Rust (nalgebra, wasm-bindgen) -> WebAssembly (runs in browser)
Next.js 14, TypeScript -> App shell, routing, API
D3.js -> Charts and data visualization
React Three Fiber -> 3D correlation globe
tRPC + Zustand -> Type-safe API + client state
FastAPI + yfinance -> Price data service (Python, only server component)
Groq API (Llama 3.3 70B) -> AI portfolio analysis
Monorepo managed by Turborepo. Radix UI primitives for accessible components. Framer Motion for transitions.

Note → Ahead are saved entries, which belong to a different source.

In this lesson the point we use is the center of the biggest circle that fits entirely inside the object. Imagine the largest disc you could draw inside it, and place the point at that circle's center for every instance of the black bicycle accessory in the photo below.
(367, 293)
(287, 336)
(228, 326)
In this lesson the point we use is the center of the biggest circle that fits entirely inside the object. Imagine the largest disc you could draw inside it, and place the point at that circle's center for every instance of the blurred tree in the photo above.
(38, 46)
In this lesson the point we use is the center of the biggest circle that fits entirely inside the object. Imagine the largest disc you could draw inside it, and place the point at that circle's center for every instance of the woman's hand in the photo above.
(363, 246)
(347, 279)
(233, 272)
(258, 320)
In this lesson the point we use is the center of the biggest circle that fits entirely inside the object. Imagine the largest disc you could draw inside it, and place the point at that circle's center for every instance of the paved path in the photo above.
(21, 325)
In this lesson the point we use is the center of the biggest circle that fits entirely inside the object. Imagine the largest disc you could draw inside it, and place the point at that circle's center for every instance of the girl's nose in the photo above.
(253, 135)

Tailwind for styling.
Prerequisites: Node.js 18+, pnpm, Rust toolchain, wasm-pack, Python 3.11+
git clone https://github.com/AdityaChauhanX07/port-opt.git
cd port-opt
pnpm install
Build the Rust engine to WASM:
./scripts/build-wasm.sh
Start the Python data service (fetches market data):
cd apps/data-service
pip install -r requirements.txt
uvicorn main:app --reload --port 8888
Start the Next.js app (separate terminal):
cd apps/web
pnpm dev
Open http://localhost:3000.
For AI analysis, add your Groq API key to apps/web/.env.local:
GROQ_API_KEY=gsk_...
Get a free key from https://console.groq.com/keys
port-opt/
├── apps/
│ ├── web/ # Next.js frontend
│ │ ├── src/
│ │ │ ├── app/ # Pages (dashboard, optimize, backtest, risk, research)

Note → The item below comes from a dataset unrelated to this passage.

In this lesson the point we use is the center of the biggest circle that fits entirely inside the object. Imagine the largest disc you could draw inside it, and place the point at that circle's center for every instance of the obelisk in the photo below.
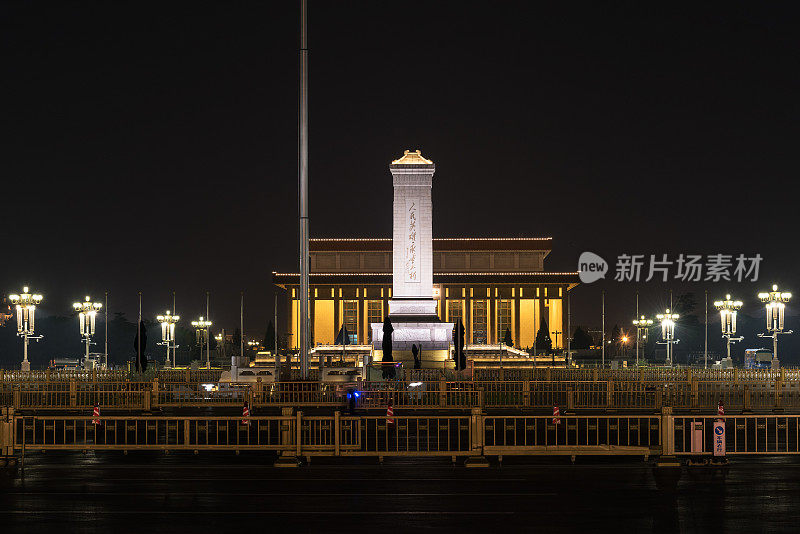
(412, 239)
(412, 308)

│ │ │ ├── components/ # UI components
│ │ │ ├── lib/
│ │ │ │ ├── wasm/ # WASM loader, Web Worker, engine bindings
│ │ │ │ ├── stores/ # Zustand state (portfolio, backtest, risk)

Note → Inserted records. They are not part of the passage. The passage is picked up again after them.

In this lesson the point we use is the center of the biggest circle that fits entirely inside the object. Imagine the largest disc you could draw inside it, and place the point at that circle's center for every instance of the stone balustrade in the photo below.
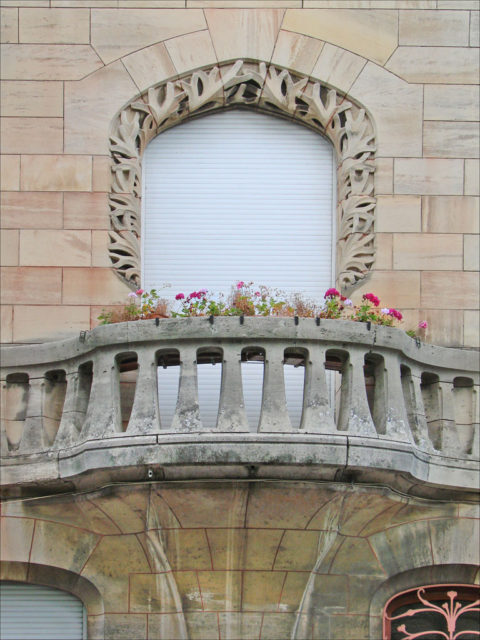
(86, 410)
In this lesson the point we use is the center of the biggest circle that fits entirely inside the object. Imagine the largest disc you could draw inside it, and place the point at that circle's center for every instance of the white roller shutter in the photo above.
(34, 612)
(237, 195)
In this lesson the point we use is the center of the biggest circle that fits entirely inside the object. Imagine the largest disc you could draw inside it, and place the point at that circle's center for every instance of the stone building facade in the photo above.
(223, 533)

│ │ │ │ ├── trpc/ # tRPC client
│ │ │ │ └── hooks/ # Custom hooks (keyboard shortcuts, etc.)
│ │ │ └── server/ # tRPC routers (data, ai, user)
│ │ └── next.config.js
│ │
│ └── data-service/ # Python FastAPI (price fetching only)
│ ├── main.py
│ ├── routers/
│ │ ├── prices.py # Yahoo Finance proxy
│ │ └── factors.py # Factor return data
│ └── Dockerfile
│
├── packages/
│ ├── engine/ # Rust computational core
│ │ └── src/
│ │ ├── optimize/ # MVO, HRP, Risk Parity, CVaR, Robust, Black-Litterman
│ │ ├── backtest/ # Static and walk-forward backtesting
│ │ ├── risk/ # VaR, CVaR, rolling metrics, regime detection, factor decomp
│ │ ├── monte_carlo/ # GBM simulation, block bootstrap
│ │ ├── stats/ # Returns, covariance, portfolio metrics
│ │ └── linalg/ # Eigen decomposition, Cholesky
│ │
│ ├── engine-wasm/ # WASM bridge (wasm-bindgen exports)
│ ├── ui/ # Radix-based UI primitives
│ ├── charts/ # D3 chart components
│ ├── three/ # R3F 3D visualizations
│ └── types/ # Shared TypeScript types
│
├── scripts/
│ ├── build-wasm.sh # Rust -> WASM build
│ └── dev.sh # Start all services
│
├── turbo.json
└── render.yaml # Render deployment config
Rust engine (103 tests covering all optimization algorithms, backtest logic, and statistical functions):
cd packages/engine
cargo test --release
WASM boundary verification:
node scripts/verify-wasm.mjs
TypeScript type checking:
pnpm typecheck
Frontend deploys to Vercel. The Python data service deploys to Render.
Vercel picks up the Next.js app from apps/web/. Set the environment variables listed above in the Vercel dashboard.
Render uses the render.yaml blueprint at the repo root. Point it at the apps/data-service/Dockerfile. Set FRONTEND_URL to your Vercel domain for CORS.
The WASM bundle is built at build time and ships as part of the Next.js static assets. No runtime compilation needed.
Not financial advice. This is a research and learning tool.